3593
Views

Maersk Predicts a Return to Pre-COVID Container Volume Next Year

maersk ship
File image

By The Maritime Executive 08-19-2020 06:40:18

On Wednesday, number-one ocean carrier Maersk announced a significant increase in operating earnings in the second quarter, despite the global drop in volume due to the COVID-19 pandemic. CEO Soren Skou also forecast that Maersk would see a return to pre-COVID cargo volume levels within a year's time. 

"Our operating earnings improved by 25 percent, marking the eighth consecutive quarter with year-on-year improvements, driven by strong cost performance across all our businesses, lower fuel prices and higher freight rates . . . and increased profitability in [logistics and services]," Skou said in a statement.

EBITDA was also strong at $1.5 billion for the quarter, with healthier margins than last year - despite a 6.5 percent drop in revenue and a cargo volume decrease of 16 percent. Maersk offset the revenue drop by laying up or redeploying ships, cutting costs. Lower bunker prices and higher freight rates also boosted performance. 

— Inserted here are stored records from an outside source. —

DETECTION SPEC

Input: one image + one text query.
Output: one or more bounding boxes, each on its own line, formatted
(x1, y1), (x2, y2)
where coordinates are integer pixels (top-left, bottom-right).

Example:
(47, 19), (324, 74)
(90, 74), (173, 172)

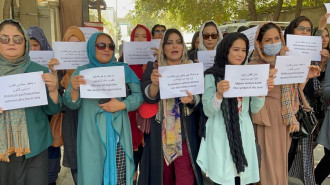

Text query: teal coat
(197, 75), (265, 185)
(25, 62), (62, 158)
(64, 65), (143, 185)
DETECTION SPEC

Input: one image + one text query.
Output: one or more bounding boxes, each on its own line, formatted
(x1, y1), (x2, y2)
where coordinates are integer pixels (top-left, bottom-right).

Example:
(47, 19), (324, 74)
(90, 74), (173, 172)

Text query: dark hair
(312, 28), (330, 51)
(151, 24), (166, 36)
(191, 31), (199, 50)
(284, 16), (313, 42)
(0, 20), (25, 37)
(237, 26), (249, 32)
(202, 21), (219, 34)
(257, 22), (281, 42)
(162, 28), (184, 58)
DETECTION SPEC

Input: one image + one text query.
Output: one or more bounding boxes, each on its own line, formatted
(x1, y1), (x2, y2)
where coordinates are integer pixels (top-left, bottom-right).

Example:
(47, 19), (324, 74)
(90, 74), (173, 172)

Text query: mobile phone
(99, 98), (111, 104)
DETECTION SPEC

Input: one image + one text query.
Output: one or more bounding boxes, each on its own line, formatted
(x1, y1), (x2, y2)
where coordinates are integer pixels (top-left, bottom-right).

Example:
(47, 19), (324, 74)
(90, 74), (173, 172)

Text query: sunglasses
(155, 30), (165, 34)
(0, 35), (24, 44)
(95, 42), (116, 51)
(203, 34), (219, 40)
(297, 26), (312, 32)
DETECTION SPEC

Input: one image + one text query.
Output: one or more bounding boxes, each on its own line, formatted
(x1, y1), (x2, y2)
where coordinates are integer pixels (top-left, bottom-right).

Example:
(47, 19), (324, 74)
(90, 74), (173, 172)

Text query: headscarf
(87, 32), (140, 185)
(26, 26), (52, 51)
(61, 26), (86, 89)
(156, 29), (192, 165)
(0, 19), (31, 162)
(205, 32), (249, 173)
(198, 20), (223, 51)
(250, 23), (299, 132)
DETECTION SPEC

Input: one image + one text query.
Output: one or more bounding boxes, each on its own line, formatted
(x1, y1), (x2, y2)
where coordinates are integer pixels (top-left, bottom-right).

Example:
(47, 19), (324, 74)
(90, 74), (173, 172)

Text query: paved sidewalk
(56, 145), (330, 185)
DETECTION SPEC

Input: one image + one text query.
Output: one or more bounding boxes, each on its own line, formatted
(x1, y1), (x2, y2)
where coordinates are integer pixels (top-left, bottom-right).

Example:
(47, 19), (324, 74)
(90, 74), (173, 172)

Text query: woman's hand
(181, 91), (194, 104)
(99, 98), (126, 112)
(307, 65), (321, 79)
(71, 75), (86, 91)
(48, 58), (60, 73)
(41, 73), (58, 93)
(318, 13), (330, 30)
(216, 80), (230, 99)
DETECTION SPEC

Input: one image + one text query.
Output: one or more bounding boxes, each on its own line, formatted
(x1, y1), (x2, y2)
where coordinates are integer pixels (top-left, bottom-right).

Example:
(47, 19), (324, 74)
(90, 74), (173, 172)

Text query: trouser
(314, 148), (330, 184)
(0, 149), (48, 185)
(163, 142), (195, 185)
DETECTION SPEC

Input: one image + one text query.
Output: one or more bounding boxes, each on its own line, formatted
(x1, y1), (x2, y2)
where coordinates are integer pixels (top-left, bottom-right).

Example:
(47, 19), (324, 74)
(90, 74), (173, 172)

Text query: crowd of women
(0, 11), (330, 185)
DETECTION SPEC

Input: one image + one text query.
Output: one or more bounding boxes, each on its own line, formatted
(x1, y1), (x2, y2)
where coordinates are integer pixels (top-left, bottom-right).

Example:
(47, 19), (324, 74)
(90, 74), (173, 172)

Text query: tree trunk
(248, 0), (258, 21)
(295, 0), (303, 18)
(273, 0), (283, 21)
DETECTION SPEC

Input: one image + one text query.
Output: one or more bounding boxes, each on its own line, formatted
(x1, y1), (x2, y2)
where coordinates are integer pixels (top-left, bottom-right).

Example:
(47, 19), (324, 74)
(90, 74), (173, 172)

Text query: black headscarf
(205, 32), (249, 173)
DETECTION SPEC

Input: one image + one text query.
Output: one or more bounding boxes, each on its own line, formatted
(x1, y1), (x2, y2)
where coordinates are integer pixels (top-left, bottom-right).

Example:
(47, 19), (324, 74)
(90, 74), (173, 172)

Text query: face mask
(264, 42), (282, 56)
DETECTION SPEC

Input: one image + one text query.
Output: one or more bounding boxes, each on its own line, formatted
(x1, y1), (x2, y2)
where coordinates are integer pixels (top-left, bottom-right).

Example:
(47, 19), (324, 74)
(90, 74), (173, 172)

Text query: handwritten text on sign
(80, 66), (126, 98)
(159, 63), (204, 99)
(223, 64), (269, 98)
(274, 55), (311, 85)
(29, 51), (54, 68)
(197, 50), (216, 71)
(0, 71), (48, 110)
(286, 34), (322, 61)
(123, 39), (159, 64)
(53, 42), (89, 70)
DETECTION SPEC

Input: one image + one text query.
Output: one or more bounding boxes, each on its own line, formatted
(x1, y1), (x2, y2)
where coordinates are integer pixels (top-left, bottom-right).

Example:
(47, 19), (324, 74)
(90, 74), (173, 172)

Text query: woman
(48, 26), (85, 184)
(197, 33), (273, 185)
(189, 21), (222, 62)
(250, 23), (319, 184)
(187, 31), (199, 58)
(138, 29), (203, 185)
(64, 33), (142, 185)
(26, 26), (63, 185)
(285, 16), (329, 184)
(0, 20), (61, 185)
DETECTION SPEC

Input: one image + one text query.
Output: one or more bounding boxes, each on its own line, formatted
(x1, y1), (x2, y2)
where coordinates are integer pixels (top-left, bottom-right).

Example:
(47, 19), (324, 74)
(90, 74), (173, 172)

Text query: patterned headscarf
(61, 26), (86, 89)
(26, 26), (52, 51)
(0, 19), (31, 162)
(249, 23), (299, 132)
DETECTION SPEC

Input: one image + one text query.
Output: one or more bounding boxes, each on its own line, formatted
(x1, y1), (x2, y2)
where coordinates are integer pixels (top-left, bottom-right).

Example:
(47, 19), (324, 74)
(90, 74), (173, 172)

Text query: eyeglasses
(297, 26), (312, 32)
(0, 35), (24, 44)
(155, 30), (165, 34)
(95, 42), (116, 51)
(203, 34), (219, 40)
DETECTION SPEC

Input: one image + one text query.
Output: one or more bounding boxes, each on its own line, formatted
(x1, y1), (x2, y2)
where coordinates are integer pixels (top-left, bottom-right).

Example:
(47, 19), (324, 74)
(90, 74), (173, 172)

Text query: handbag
(291, 89), (318, 139)
(50, 112), (63, 147)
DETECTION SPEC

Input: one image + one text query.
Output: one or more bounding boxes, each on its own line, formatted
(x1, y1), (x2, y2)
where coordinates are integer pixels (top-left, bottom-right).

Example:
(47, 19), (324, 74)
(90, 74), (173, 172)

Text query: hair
(191, 31), (199, 50)
(257, 22), (281, 42)
(0, 20), (24, 36)
(151, 24), (166, 36)
(203, 21), (219, 34)
(237, 26), (249, 32)
(312, 28), (330, 51)
(284, 16), (313, 42)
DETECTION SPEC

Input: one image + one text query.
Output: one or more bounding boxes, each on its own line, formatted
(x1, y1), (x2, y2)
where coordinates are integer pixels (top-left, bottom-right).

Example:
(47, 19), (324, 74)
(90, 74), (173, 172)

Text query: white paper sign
(223, 64), (269, 98)
(29, 51), (54, 68)
(0, 71), (48, 110)
(124, 41), (156, 64)
(242, 26), (259, 51)
(197, 50), (216, 71)
(159, 63), (204, 99)
(53, 42), (89, 70)
(274, 55), (311, 85)
(324, 3), (330, 24)
(80, 66), (126, 98)
(79, 27), (99, 42)
(286, 34), (322, 61)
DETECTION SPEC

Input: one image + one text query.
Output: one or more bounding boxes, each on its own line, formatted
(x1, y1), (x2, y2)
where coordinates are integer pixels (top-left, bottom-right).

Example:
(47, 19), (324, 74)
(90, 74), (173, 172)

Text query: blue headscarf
(27, 26), (52, 51)
(87, 32), (140, 84)
(87, 32), (140, 185)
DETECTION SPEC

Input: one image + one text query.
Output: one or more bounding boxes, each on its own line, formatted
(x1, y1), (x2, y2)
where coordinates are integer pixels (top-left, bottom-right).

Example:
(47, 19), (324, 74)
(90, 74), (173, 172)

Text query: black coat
(138, 62), (203, 185)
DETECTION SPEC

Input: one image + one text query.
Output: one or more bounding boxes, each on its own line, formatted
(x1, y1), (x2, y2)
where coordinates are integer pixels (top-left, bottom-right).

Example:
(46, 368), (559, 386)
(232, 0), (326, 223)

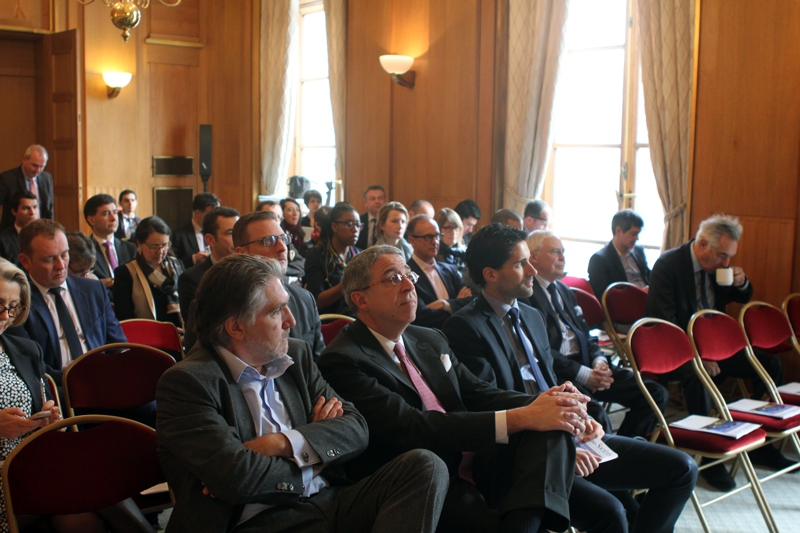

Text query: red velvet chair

The carrier now forecasts full-year earnings in the range of $6-7 billion - an enviable number in a challenging era - even though demand will likely be down for the year. Maersk hopes to see volume recovery beginning this quarter, and it is optimistic about the world's return to trading. 

“Our expectation is that some time during the first half next year we will have volumes back at the level we had in 2019," Skou said at a press conference Wednesday. 

However, Skou also told the Financial Times that the firm still faces a "massive problem" shared by all shipowners - the challenge of crew change in the coronavirus era. Maersk has created a preboarding quarantine and testing program for oncoming crewmembers, reducing risk of introducing the disease to a ship, but a third of its currently-deployed seafarers are working beyond the term of their contracts. “Initially, people took this in good spirit and thought they would earn a bit more by being out a bit longer. As time went on, we started to see more and more mental fatigue," Skou told FT.